Lowry’s Reports Inc v Legg Mason Inc et al
In this case, two related financial services companies were found to be vicariously liable for copyright infringement as a result of the acts of an employee. The employee re-distributed e-mail newsletters containing a daily stock market analysis originating from the plaintiff, Lowry’s Reports Inc, by posting these on Legg Mason’s intranet which was available to all brokers and by e-mailing copies of the newsletter to other Legg Mason employees. The Lowry newsletter contains up to date stock market information and valuable predictive data calculated using confidential algorithms. Lowry’s require subscribers, who are limited to individuals and cannot be corporations or organisations, not to make unauthorised copies nor to disseminate the newsletters or their content. An existing Legg Mason policy prohibited copying of such copyrighted materials by employees.
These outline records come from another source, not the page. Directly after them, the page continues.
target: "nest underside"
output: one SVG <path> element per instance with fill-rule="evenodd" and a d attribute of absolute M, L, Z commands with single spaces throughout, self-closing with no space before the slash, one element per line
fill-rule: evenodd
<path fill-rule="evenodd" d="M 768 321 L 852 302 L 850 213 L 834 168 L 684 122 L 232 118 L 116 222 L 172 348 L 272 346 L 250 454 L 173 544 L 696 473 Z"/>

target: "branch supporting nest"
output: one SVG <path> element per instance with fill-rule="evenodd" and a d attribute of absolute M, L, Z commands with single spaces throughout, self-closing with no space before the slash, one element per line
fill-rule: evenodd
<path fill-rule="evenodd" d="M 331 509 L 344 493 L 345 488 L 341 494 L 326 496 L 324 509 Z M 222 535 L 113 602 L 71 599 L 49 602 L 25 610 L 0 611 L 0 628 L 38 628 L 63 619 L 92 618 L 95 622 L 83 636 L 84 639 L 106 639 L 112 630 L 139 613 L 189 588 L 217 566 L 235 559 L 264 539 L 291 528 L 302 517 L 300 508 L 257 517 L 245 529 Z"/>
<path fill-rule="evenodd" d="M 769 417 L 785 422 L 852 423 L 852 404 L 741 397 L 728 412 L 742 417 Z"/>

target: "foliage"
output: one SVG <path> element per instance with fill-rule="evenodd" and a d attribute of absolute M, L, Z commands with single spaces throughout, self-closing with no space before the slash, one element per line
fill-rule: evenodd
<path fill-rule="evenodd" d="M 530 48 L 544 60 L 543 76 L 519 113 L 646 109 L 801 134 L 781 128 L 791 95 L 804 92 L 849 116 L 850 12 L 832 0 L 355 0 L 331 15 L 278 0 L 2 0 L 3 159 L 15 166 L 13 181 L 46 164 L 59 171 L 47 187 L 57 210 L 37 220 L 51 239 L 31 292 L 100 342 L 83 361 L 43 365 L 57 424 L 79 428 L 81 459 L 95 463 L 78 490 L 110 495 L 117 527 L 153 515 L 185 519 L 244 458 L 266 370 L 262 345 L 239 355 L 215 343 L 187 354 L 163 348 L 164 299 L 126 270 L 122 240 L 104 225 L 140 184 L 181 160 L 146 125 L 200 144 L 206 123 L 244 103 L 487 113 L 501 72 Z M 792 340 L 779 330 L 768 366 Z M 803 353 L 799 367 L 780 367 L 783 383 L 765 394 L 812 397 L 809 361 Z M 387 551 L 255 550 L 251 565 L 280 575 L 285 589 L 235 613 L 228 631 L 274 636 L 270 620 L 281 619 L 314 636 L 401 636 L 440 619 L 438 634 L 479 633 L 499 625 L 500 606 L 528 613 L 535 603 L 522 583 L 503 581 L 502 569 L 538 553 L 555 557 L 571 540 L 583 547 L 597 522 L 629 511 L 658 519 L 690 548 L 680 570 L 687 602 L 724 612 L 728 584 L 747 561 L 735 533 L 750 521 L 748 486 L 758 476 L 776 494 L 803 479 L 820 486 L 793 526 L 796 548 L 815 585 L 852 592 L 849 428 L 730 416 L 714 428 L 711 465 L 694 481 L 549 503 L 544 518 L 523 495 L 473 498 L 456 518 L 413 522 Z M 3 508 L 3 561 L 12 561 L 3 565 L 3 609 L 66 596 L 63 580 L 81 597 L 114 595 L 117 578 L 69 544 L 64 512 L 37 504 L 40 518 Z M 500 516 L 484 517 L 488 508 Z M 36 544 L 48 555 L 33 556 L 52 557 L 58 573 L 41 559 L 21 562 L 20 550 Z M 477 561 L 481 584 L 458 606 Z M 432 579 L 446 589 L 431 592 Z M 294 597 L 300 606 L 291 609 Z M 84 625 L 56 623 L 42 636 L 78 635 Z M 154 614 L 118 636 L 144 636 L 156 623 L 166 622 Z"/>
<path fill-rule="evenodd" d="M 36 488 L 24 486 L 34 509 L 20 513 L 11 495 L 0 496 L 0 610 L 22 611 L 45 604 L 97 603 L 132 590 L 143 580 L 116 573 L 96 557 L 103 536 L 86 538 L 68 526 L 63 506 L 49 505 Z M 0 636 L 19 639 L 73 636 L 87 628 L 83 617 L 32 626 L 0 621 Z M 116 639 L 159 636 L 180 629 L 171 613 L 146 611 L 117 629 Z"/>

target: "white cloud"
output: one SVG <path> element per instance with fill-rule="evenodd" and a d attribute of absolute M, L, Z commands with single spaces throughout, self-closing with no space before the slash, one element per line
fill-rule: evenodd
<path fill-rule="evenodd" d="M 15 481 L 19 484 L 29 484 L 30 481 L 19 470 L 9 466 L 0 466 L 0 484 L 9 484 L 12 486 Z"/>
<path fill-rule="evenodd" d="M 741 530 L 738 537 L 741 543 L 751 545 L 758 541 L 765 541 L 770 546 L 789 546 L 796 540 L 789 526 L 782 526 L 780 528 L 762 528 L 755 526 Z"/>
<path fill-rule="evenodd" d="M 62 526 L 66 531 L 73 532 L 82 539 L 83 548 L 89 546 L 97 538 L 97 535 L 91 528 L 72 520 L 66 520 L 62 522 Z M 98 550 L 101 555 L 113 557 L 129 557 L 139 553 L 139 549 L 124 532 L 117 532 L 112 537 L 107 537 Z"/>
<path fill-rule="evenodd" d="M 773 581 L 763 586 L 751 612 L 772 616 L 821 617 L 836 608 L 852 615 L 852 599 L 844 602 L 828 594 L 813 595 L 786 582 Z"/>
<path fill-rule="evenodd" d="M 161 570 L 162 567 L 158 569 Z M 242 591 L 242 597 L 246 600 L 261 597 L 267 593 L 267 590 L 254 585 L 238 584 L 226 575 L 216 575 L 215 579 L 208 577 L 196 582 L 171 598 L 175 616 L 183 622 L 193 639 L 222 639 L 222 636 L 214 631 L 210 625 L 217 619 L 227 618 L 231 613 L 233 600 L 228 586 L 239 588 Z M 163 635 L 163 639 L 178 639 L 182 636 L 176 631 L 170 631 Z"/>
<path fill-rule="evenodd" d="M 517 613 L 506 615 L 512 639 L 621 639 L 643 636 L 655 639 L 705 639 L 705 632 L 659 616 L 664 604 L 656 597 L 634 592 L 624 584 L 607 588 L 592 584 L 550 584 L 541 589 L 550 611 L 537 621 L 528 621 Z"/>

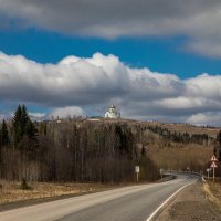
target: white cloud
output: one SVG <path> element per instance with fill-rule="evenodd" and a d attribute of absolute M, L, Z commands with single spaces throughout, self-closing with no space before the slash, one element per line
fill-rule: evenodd
<path fill-rule="evenodd" d="M 38 112 L 29 112 L 29 115 L 34 118 L 43 118 L 46 114 L 45 113 L 38 113 Z"/>
<path fill-rule="evenodd" d="M 133 69 L 115 55 L 101 53 L 64 57 L 57 64 L 0 53 L 0 101 L 6 104 L 41 105 L 53 108 L 51 115 L 65 117 L 85 115 L 82 108 L 96 114 L 113 99 L 124 117 L 170 122 L 193 122 L 192 116 L 204 113 L 219 117 L 221 76 L 180 80 L 147 67 Z"/>
<path fill-rule="evenodd" d="M 191 115 L 188 117 L 187 123 L 194 124 L 194 125 L 213 125 L 213 126 L 220 126 L 221 125 L 221 113 L 199 113 L 196 115 Z"/>
<path fill-rule="evenodd" d="M 0 28 L 72 35 L 187 36 L 187 49 L 220 57 L 220 0 L 0 0 Z"/>

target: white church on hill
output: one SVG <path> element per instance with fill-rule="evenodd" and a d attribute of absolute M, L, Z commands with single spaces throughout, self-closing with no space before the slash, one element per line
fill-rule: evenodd
<path fill-rule="evenodd" d="M 117 112 L 114 104 L 109 107 L 109 109 L 105 113 L 105 118 L 117 119 L 120 118 L 120 113 Z"/>

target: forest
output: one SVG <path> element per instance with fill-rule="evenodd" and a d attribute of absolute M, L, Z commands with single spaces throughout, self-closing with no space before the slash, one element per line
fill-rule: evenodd
<path fill-rule="evenodd" d="M 140 181 L 152 181 L 159 167 L 207 169 L 213 152 L 221 160 L 221 133 L 81 117 L 32 122 L 24 105 L 0 125 L 0 178 L 7 180 L 131 182 L 139 165 Z"/>
<path fill-rule="evenodd" d="M 0 177 L 8 180 L 126 182 L 156 180 L 159 168 L 126 123 L 81 118 L 32 123 L 25 106 L 0 130 Z"/>

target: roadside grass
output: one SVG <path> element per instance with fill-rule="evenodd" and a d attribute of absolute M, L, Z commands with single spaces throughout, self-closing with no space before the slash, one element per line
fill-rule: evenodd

The US District Court in Maryland ruled that the activities of the defendant’s employee infringed the plaintiff’s copyright. The defendant was found to be vicariously liable for copyright infringement because it had (a) the right and ability to supervise the infringing activities and (b) it has an obvious and direct financial interest in exploitation of the copyrighted material. The fact that the employee’s actions contravened company policy did not have a bearing on liability although the court held that this could influence the amount of damages and costs to be awarded.